Visualising the Fire Weather Index (FWI) for the European State of the Climate (ESOTC) assessment

Note: The data used in this notebook were provided by the CEMS-EMS European Forest Fire Information System – EFFIS of the European Commission Joint Research Centre and can be accessed via the Climate Data Store. If you use this data, we require that you to acknowledge the source using the citation below:

Copernicus Climate Change Service, Climate Data Store, (2019): Fire danger indices historical data from the Copernicus Emergency Management Service. Copernicus Climate Change Service (C3S) Climate Data Store (CDS). DOI: 10.24381/cds.0e89c522 (Accessed on DD-MMM-YYYY)

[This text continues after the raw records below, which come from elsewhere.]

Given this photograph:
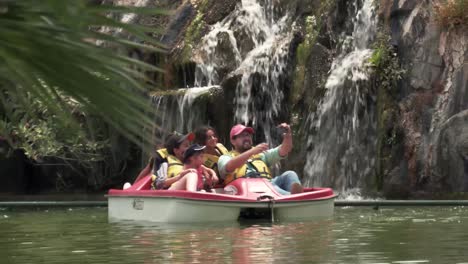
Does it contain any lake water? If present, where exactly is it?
[0,207,468,264]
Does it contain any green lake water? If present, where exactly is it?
[0,207,468,264]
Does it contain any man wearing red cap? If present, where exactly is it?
[218,123,303,195]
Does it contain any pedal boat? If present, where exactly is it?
[107,176,336,223]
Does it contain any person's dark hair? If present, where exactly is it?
[164,133,184,155]
[194,126,217,146]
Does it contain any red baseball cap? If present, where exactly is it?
[229,124,255,139]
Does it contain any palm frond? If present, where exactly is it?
[0,0,169,151]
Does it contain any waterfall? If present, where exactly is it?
[195,0,292,142]
[151,86,220,143]
[304,0,377,194]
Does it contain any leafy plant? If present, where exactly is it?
[0,0,167,148]
[434,0,468,28]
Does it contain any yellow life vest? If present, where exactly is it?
[203,143,229,172]
[156,148,169,159]
[224,151,272,184]
[167,155,184,178]
[151,148,184,190]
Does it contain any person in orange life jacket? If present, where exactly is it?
[218,123,303,195]
[151,132,195,190]
[194,126,229,183]
[169,144,218,192]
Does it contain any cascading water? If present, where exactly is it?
[195,0,292,142]
[304,0,377,194]
[152,86,220,143]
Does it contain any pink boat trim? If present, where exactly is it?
[108,176,336,203]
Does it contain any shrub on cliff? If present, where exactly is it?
[434,0,468,28]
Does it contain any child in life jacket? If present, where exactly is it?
[169,144,218,192]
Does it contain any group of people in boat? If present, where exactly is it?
[135,123,303,195]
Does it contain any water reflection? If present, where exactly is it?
[0,207,468,263]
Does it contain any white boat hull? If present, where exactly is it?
[108,196,334,223]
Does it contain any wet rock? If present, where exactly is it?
[432,110,468,192]
[161,2,195,46]
[383,166,411,199]
[205,0,240,25]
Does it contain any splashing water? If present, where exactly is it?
[195,0,292,141]
[304,0,377,193]
[152,85,220,142]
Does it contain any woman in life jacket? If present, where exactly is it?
[151,133,195,190]
[194,126,229,184]
[169,144,218,192]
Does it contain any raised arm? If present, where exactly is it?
[225,143,268,172]
[278,123,293,157]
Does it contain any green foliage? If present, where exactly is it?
[291,1,334,105]
[434,0,468,29]
[0,91,108,164]
[182,10,206,61]
[369,33,406,190]
[0,0,168,151]
[369,33,405,90]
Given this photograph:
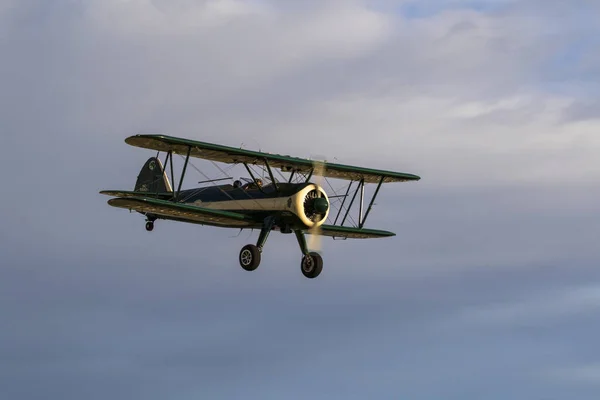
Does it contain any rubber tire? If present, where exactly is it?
[239,244,260,271]
[300,252,323,279]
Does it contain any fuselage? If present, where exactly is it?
[173,182,329,232]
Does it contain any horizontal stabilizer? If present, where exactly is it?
[306,225,396,239]
[108,197,255,228]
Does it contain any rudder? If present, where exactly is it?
[134,157,173,193]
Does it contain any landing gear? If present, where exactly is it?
[239,217,275,271]
[240,244,260,271]
[300,252,323,279]
[294,231,323,279]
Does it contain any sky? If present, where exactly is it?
[0,0,600,400]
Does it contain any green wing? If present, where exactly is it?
[108,197,256,228]
[125,135,421,183]
[100,190,173,199]
[306,225,396,239]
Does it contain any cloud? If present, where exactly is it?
[545,364,600,385]
[0,0,600,398]
[463,285,600,326]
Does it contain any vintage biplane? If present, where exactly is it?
[100,134,420,278]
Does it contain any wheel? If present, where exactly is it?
[300,253,323,279]
[240,244,260,271]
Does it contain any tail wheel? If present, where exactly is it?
[240,244,260,271]
[300,252,323,279]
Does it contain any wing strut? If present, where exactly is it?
[175,146,192,200]
[356,176,385,229]
[333,181,354,225]
[244,163,264,193]
[340,179,365,226]
[265,158,279,193]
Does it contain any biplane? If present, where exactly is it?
[100,134,420,278]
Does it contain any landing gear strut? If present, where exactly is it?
[294,231,323,279]
[239,217,275,271]
[240,244,260,271]
[300,252,323,279]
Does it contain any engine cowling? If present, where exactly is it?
[291,184,329,228]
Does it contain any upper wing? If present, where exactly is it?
[306,225,396,239]
[108,197,256,228]
[100,190,173,199]
[125,135,421,183]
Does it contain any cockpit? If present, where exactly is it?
[233,178,263,190]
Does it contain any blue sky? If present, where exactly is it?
[0,0,600,400]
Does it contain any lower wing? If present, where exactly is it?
[314,225,396,239]
[108,197,256,228]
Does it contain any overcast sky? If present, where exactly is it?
[0,0,600,400]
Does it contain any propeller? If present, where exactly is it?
[308,160,329,252]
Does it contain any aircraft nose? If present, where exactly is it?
[314,197,329,214]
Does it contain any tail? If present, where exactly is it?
[134,157,173,193]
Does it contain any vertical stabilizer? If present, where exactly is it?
[134,157,173,193]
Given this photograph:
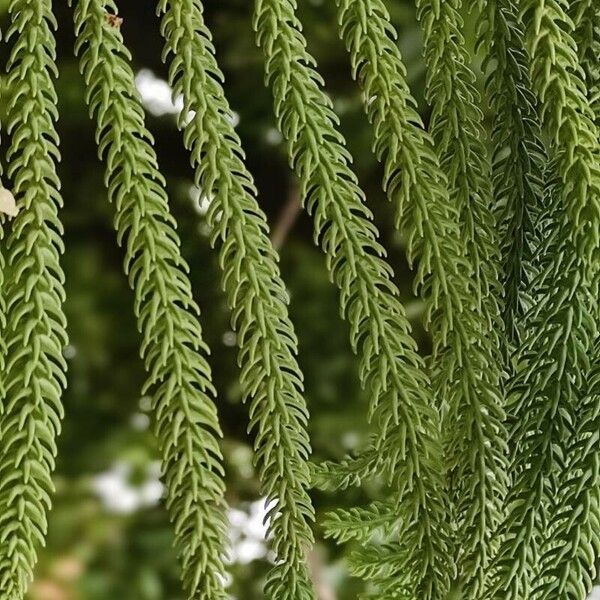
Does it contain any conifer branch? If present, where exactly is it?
[489,161,597,600]
[492,0,600,599]
[0,0,67,600]
[159,0,314,600]
[534,339,600,600]
[74,0,227,600]
[479,0,546,346]
[337,0,506,598]
[254,0,449,600]
[569,0,600,129]
[417,0,500,318]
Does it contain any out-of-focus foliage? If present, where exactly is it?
[0,0,429,600]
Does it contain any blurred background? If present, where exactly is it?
[0,0,488,600]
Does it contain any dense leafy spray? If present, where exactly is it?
[0,0,67,600]
[254,0,448,599]
[75,0,227,600]
[0,0,600,600]
[479,0,546,346]
[155,0,314,600]
[492,1,600,599]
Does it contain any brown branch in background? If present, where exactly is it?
[271,183,302,251]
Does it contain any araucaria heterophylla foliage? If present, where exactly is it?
[0,0,67,600]
[75,0,227,600]
[0,0,600,600]
[159,0,314,600]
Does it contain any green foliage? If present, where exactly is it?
[569,0,600,128]
[254,0,448,598]
[523,0,600,270]
[0,0,67,600]
[486,2,600,598]
[479,0,546,345]
[338,0,506,597]
[155,0,314,599]
[75,0,227,600]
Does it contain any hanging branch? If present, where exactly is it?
[479,0,546,340]
[254,0,448,600]
[523,0,600,268]
[0,0,67,600]
[536,7,600,600]
[74,0,227,600]
[337,0,507,597]
[159,0,314,600]
[569,0,600,124]
[486,0,600,599]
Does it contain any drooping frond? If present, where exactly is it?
[479,0,546,340]
[75,0,227,600]
[337,0,506,597]
[490,162,597,600]
[417,0,499,317]
[159,0,314,600]
[569,0,600,128]
[486,0,600,599]
[523,0,600,270]
[0,0,67,600]
[254,0,448,600]
[535,339,600,600]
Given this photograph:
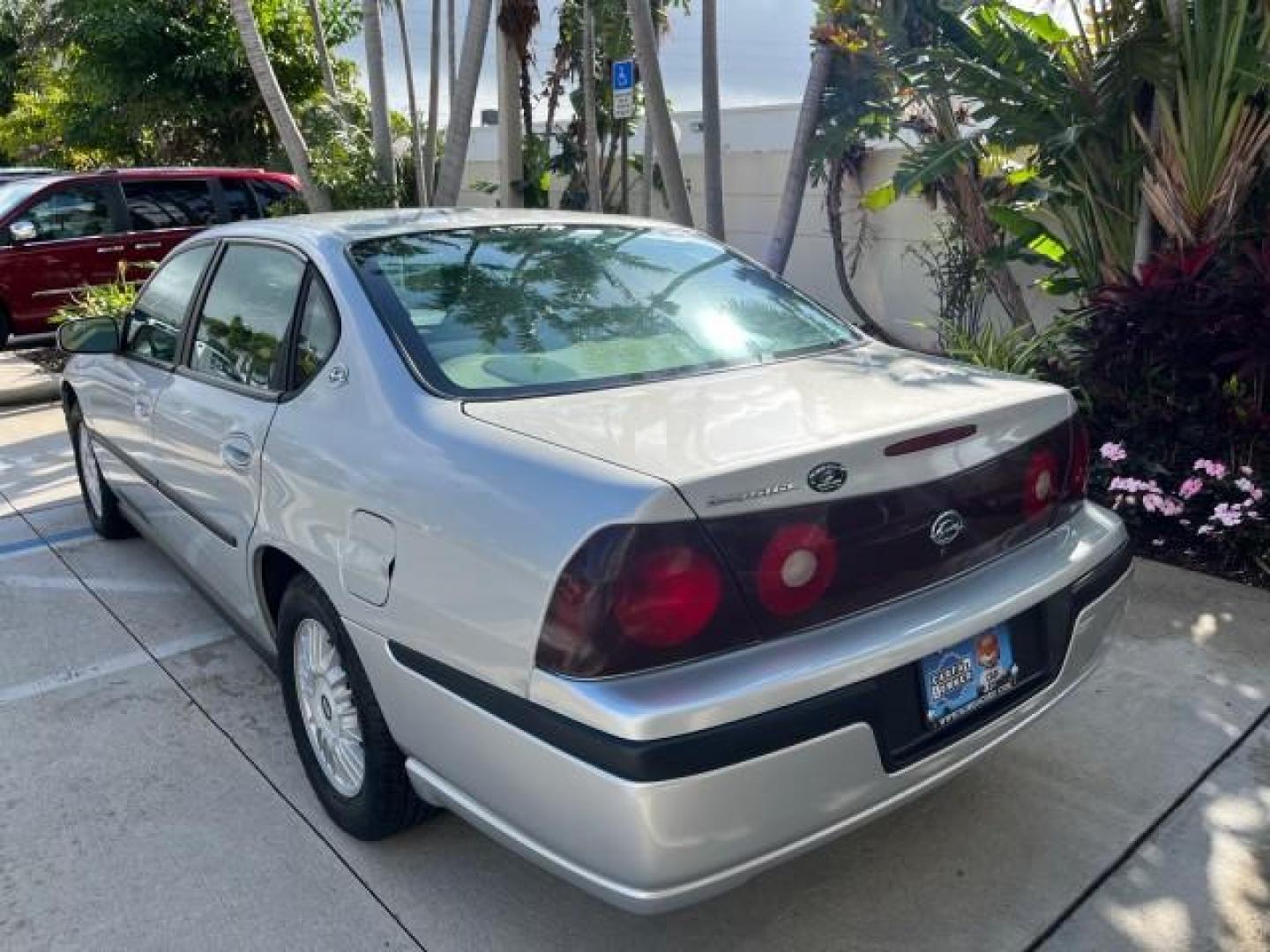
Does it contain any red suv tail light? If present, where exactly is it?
[536,522,757,678]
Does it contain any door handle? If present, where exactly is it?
[221,433,255,470]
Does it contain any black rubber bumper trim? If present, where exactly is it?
[389,545,1132,783]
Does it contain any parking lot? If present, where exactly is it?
[0,406,1270,952]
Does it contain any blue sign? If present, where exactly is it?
[614,60,635,93]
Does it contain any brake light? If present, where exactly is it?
[614,546,722,647]
[1022,450,1062,518]
[536,522,757,678]
[756,523,838,614]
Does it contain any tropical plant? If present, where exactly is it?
[892,0,1171,294]
[230,0,330,212]
[49,262,141,326]
[385,0,430,208]
[306,0,339,103]
[1134,0,1270,248]
[763,22,833,274]
[433,0,493,205]
[701,0,725,242]
[423,0,442,205]
[362,0,396,197]
[626,0,692,226]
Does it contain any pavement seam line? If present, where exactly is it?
[0,491,428,952]
[1022,706,1270,952]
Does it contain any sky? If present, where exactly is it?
[340,0,815,122]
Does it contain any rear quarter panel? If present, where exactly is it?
[251,243,691,695]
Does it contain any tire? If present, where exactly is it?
[278,575,438,840]
[66,404,135,539]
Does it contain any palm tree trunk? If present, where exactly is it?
[626,0,692,227]
[701,0,724,242]
[392,0,428,208]
[763,43,833,274]
[582,0,604,212]
[423,0,442,205]
[445,0,459,113]
[230,0,330,212]
[825,156,900,346]
[362,0,396,199]
[494,23,525,208]
[299,0,339,104]
[436,0,491,205]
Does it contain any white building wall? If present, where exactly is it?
[459,104,1060,346]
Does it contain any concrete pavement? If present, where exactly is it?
[0,350,61,407]
[0,409,1270,952]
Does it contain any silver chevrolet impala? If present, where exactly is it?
[60,211,1131,911]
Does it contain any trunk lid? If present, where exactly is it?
[465,344,1074,519]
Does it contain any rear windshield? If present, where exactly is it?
[349,225,860,398]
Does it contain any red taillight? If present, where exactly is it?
[614,546,722,647]
[756,523,838,614]
[537,522,757,678]
[1022,450,1062,518]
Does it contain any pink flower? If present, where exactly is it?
[1210,502,1244,528]
[1099,443,1129,464]
[1192,459,1226,480]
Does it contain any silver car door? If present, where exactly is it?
[76,242,216,522]
[142,240,306,618]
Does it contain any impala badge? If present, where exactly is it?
[806,464,847,493]
[931,509,965,548]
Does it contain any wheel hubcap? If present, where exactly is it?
[80,423,101,516]
[294,618,366,797]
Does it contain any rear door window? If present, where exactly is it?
[244,179,296,219]
[291,274,339,387]
[19,185,115,242]
[123,242,214,364]
[221,179,260,221]
[190,243,305,391]
[122,179,216,231]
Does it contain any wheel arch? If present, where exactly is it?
[253,543,320,647]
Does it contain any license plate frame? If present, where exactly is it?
[920,622,1019,730]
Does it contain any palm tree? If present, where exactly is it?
[434,0,493,205]
[763,41,833,274]
[423,0,444,205]
[230,0,330,212]
[298,0,339,106]
[582,0,604,212]
[626,0,692,226]
[445,0,459,112]
[701,0,724,242]
[387,0,428,208]
[362,0,396,205]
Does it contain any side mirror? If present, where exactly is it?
[57,317,119,354]
[9,219,40,243]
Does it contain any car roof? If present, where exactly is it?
[11,165,295,185]
[210,208,684,243]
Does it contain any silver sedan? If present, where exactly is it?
[60,211,1131,911]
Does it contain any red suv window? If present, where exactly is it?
[122,179,216,231]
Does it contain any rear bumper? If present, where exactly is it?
[349,507,1129,912]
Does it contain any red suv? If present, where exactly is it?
[0,169,298,346]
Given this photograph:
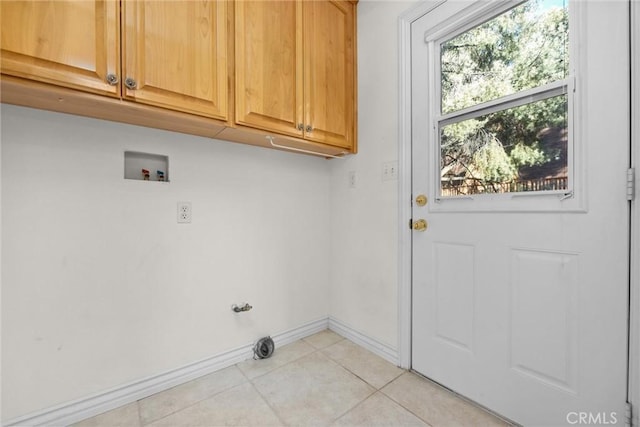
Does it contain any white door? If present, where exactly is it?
[411,0,630,426]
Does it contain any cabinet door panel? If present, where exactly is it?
[235,1,303,137]
[122,0,229,120]
[304,1,356,149]
[0,0,120,96]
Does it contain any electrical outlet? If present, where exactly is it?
[382,162,398,181]
[349,171,358,188]
[178,202,191,224]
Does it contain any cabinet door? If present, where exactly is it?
[122,0,229,120]
[0,0,120,96]
[235,1,303,137]
[304,0,356,150]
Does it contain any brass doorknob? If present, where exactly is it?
[413,219,427,231]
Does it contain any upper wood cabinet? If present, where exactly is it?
[0,0,120,96]
[303,0,356,148]
[0,0,357,156]
[235,0,356,151]
[122,0,231,120]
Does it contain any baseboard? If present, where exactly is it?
[329,317,399,366]
[3,318,329,427]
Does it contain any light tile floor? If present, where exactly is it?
[75,330,508,427]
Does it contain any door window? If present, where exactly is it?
[431,0,573,199]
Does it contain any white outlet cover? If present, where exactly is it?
[382,161,398,181]
[349,171,358,188]
[177,202,191,224]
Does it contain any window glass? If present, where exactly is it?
[440,0,569,114]
[434,0,572,196]
[440,95,568,196]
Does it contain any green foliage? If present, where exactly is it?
[441,0,568,191]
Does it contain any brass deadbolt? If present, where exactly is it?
[413,219,427,231]
[416,194,427,206]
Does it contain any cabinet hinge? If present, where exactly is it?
[624,402,633,427]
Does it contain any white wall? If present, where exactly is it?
[1,105,336,420]
[330,0,414,349]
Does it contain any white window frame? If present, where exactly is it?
[424,0,586,212]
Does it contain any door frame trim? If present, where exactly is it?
[398,0,640,416]
[398,0,444,369]
[628,0,640,426]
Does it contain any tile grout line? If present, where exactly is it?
[380,371,433,427]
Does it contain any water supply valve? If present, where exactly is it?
[231,302,253,313]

Wildfires develop where there is available combustible vegetation and an ignition source, such as from lightning strikes or from human activity. Once ignited, there are several elements that influence fire development. For example, the type and structure of vegetation and its moisture content affect the duration and intensity of a fire event and the topography and wind affect the direction and speed of spread.

To understand how the flammability of a particular area changes in response to weather conditions, and to assess the potential spread and intensity of a fire, fire danger indices are used, such as the Fire Weather Index (FWI), which express a measure of landscape flammability. Although they do not provide information on actual fires, as they do not consider the ignition, they have been shown to correlate with fire activity expressed in terms of burnt area. Indices such as FWI are calculated from daily temperature, relative humidity, wind speed and precipitation, and take into account the moisture content of potential fuels. Their values also reflect the weather conditions over the preceding days to months.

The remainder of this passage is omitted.